Egyptians went to polls on Wednesday morning to elect a new president after the fall of ex-President Hosni Mubarak last year, according to Xinhua.
The polling stations opened at 8:00 a.m. (0600 GMT) across the country under tight security of police and troops. There were long queues in front of many polling stations in Cairo. The vote is expected to be the most free and fair of its kind in the past 60 years in Egypt.
There are about 50 million eligible voters, who will select one from 12 presidential candidates. Top hopefuls include former Arab League chief Amr Moussa, Islamist Aboul Fotouh, Freedom and Justice Party chairman Mohamed Morsi and former prime minister Ahmed Shafiq and left-wing Nasserist Hamdeen Sabahy.
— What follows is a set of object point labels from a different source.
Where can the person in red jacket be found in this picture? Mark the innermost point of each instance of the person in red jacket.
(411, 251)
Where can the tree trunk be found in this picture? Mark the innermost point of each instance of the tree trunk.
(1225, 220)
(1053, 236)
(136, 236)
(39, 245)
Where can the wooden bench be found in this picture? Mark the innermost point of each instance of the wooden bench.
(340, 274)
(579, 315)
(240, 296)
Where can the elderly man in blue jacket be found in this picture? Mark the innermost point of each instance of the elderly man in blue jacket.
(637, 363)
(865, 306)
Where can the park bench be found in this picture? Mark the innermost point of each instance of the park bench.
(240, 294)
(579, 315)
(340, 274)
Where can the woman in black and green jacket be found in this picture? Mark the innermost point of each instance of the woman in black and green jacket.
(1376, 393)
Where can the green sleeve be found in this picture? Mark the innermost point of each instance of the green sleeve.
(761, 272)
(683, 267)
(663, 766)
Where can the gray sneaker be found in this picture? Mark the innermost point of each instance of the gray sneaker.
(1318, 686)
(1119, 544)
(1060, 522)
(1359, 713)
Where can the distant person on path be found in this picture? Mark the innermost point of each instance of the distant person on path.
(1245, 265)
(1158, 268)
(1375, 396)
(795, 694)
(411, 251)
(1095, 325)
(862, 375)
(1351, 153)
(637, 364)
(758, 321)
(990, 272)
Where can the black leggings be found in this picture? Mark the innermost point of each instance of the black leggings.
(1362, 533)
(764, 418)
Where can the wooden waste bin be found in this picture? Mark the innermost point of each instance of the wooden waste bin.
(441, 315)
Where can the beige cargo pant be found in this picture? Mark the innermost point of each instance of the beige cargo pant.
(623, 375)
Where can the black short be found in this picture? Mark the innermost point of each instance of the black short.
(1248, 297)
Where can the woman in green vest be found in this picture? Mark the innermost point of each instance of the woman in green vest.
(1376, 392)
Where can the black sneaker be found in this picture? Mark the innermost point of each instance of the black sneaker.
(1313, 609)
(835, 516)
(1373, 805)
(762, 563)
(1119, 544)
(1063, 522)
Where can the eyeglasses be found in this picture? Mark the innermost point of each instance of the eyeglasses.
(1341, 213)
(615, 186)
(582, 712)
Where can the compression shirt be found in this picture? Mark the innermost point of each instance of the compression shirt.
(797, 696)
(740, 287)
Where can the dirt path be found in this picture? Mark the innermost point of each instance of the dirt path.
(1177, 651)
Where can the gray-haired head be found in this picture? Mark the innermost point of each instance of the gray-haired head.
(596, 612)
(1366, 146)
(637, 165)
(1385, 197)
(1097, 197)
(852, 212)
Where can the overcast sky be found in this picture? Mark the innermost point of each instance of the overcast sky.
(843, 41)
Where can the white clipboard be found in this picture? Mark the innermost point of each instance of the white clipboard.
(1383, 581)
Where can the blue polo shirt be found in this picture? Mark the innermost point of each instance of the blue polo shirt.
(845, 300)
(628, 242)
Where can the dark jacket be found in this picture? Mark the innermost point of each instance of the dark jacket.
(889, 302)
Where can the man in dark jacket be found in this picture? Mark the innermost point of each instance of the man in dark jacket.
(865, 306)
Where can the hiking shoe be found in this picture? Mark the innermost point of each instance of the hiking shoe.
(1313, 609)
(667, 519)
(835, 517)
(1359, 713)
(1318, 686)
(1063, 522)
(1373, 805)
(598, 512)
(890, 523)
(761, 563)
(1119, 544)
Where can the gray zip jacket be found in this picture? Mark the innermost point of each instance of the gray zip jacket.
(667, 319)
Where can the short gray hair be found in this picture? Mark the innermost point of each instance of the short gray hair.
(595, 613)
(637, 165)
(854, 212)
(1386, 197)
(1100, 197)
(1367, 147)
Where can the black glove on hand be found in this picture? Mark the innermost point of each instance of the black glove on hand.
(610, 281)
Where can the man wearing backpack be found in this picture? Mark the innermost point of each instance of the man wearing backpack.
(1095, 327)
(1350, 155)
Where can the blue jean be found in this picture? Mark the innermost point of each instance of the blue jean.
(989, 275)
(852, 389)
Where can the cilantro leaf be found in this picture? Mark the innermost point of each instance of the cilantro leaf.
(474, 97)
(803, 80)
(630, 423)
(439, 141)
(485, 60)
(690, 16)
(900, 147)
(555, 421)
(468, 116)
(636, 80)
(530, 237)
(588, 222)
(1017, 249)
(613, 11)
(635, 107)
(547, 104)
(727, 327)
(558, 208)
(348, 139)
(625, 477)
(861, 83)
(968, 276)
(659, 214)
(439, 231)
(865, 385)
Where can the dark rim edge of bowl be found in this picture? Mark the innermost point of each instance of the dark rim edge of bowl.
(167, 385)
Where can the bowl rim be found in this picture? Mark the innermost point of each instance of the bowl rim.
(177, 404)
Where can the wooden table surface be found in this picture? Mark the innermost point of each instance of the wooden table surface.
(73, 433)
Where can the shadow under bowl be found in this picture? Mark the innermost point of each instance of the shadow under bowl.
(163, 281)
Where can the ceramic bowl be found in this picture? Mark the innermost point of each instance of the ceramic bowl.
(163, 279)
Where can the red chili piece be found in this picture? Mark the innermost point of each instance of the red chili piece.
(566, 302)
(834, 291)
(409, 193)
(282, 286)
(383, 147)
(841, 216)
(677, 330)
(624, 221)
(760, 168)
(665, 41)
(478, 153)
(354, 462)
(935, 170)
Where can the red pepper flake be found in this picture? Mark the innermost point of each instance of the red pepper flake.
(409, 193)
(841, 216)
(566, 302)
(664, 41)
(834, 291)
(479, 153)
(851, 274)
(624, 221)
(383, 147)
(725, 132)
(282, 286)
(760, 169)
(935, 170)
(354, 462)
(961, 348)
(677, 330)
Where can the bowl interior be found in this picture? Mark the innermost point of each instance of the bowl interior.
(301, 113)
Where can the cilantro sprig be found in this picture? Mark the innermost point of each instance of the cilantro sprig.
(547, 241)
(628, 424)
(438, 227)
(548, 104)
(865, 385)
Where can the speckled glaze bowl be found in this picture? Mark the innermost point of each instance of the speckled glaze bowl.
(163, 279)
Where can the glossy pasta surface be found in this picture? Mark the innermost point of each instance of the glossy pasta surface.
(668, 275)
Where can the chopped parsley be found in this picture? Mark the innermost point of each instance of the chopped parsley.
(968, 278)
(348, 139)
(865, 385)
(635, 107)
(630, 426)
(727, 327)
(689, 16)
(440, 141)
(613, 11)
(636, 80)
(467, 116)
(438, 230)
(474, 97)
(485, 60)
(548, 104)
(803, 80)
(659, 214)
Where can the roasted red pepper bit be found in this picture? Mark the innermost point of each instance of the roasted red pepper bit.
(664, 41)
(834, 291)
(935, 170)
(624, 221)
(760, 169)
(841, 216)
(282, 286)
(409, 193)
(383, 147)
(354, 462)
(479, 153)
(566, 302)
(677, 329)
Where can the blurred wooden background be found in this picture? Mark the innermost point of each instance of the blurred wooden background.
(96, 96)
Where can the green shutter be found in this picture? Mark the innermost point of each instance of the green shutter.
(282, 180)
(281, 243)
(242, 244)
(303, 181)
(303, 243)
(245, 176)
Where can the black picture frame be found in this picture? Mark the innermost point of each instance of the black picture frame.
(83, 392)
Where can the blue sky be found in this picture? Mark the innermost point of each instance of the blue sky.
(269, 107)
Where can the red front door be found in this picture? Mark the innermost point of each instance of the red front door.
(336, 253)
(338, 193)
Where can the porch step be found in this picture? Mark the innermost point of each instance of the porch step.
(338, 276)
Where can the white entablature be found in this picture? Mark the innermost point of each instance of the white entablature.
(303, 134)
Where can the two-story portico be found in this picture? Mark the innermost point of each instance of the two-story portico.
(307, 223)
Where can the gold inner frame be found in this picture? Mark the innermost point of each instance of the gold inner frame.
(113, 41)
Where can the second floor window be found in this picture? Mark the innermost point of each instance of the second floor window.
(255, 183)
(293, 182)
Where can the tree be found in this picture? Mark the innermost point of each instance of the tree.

Government employees have one day off for the voting. School classes were halted. Polling stations close at 8 p.m. (1800 GMT) for the two-day voting.
To ensure the transparency and fairness of the elections, 14, 500 judges and 65,000 public servants were deployed nationwide to monitor the process. Three foreign civil society organizations and 49 local ones were allowed to observe the event. Former U.S. President Jimmy Carter is also in Egypt to monitor the election with his Carter Center.
The one-week voting for overseas Egyptians ended on May 17, with the results yet to be announced.
The ruling military council has vowed to ensure free and fair elections and urged citizens to participate.
Citizens` participation would send a message to the world that the polls are conducted in free will, said Major General Mohamed el-Assar, member of the Supreme Council of the Armed Forces (SCAF) on Tuesday.
The general told reporters that people would accept the results and that the new president would meet their demands.
Analysts say it is unlikely to have a clear winner in the first round as votes will much divided among popular candidates. The run- off will be held in June. To win the election requires a candidate to win over 50 percent of the votes.
The results of the presidential polls will be announced on June 21. The SCAF, who took over power from Mubarak, is expected to transfer power to the new president by June 30, which marks the end of the transitional period.
As the standoff about the constituent assembly remains, the new president`s power is not clear.
Early this year, Egyptians elected a new parliament. The Muslim Brotherhood`s Freedom and Justice Party and Salafist Nour Party occupy more than 70 percent of its seats.
The competition for the presidency is mainly between Islamists and secular politicians.